Constanza, Duchess of Lancaster

In this excellent blog post Kathryn Warner refreshes our understanding of Constanza, Duchess of Lancaster, with her usual eye for false myth.

However, one particularly interesting fact arising from the post (in that it relates to the House of York) is that Pedro I, King of Castile, (Constanza's father) was six feet tall with light blond hair!

This will be a shock to those who mistakenly believe that all Spaniards are dark-haired. (They are not and never have been.) It is also an indication that Catherine of Aragon's light colouring may not have come purely from her Lancastrian ancestors, but also from her Spanish ones.

Moving lightly on, we should recall, of course, that Constanza's sister, Isabella, or Isabel, married Edmund of Langley, first Duke of York. So the House of York will have inherited these genes as well. (It seems likely that Langley himself was also blond or auburn-haired and he was almost 6ft tall himself.)

It seems strange then that it is often assumed that Edward IV inherited his (supposed) blond colouring and stature from the Nevilles. Especially as I have yet to see evidence that the Nevilles were particularly tall or particularly blond.


Bryan Dunleavy said...

Inherited characteristics do not always follow a linear pattern. We have a 19th century description of Richard of Conisborough's headless skeleton as "gigantic" which I would take to mean very tall. Unfortunately nobody bothered to take precise measurements before the skeleton was re-interred. His son, Richard of York was certainly much shorter, possibly showing Mortimer traits, but we also know that Edward IV was 6'4", but his other brothers were under 6". So it was of some interest to read that Pedro the Cruel was also a tall man and possibly passed that gene to his grandson Richard through Isabella.
And this is even more interesting as there is now a strong case for claiming that Richard of Conisborough was not the son of Edmund of Langley and not a Plantagenet after all!

Brian Wainwright said...

Just picked this up, sorry. I'm not sure of the source of the "gigantic" skeleton, but W.E, Hampton in Memorials of the Wars of the Roses, describes just such a skeleton in the case of Henry, Duke of Warwick, who was buried at Tewkesbury. Henry was, of course, Edmund of Langley's great-grandson through Constance of York.

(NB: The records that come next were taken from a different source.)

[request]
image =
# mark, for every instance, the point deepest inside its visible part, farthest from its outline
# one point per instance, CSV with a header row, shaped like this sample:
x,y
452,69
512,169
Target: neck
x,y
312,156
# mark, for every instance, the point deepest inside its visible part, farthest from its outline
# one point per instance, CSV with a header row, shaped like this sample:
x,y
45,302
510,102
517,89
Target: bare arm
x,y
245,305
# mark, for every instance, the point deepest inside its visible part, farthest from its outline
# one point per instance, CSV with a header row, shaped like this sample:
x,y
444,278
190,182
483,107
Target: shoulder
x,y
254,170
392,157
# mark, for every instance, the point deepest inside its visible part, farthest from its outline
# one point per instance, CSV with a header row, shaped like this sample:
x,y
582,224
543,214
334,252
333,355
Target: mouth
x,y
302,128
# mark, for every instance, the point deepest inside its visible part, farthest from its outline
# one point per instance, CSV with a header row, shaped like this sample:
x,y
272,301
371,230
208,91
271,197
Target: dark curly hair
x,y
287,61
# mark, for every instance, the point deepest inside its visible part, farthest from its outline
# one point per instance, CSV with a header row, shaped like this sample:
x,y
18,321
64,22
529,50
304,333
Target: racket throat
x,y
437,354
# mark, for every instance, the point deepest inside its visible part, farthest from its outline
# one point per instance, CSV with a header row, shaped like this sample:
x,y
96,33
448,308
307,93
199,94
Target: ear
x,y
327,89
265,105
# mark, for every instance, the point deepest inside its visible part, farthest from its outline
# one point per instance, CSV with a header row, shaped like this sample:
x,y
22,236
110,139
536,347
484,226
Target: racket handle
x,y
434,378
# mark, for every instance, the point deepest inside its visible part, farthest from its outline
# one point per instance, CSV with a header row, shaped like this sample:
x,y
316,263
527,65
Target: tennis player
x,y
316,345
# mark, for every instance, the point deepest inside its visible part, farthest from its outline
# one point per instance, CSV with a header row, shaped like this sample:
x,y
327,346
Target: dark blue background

I agree that inherited characteristics do not necessarily follow a neat flow from one generation to the next. My point was that Edward IV's stature is often assumed to come from the Nevilles, but on very scant evidence. Though of course the Nevilles in question also had Plantagenet ancestors, notably John of Gaunt.

As an aside I have my doubts about the assessed height of Clarence judged from the alleged bones at Tewkesbury, as I am far from convinced that the said bones are his.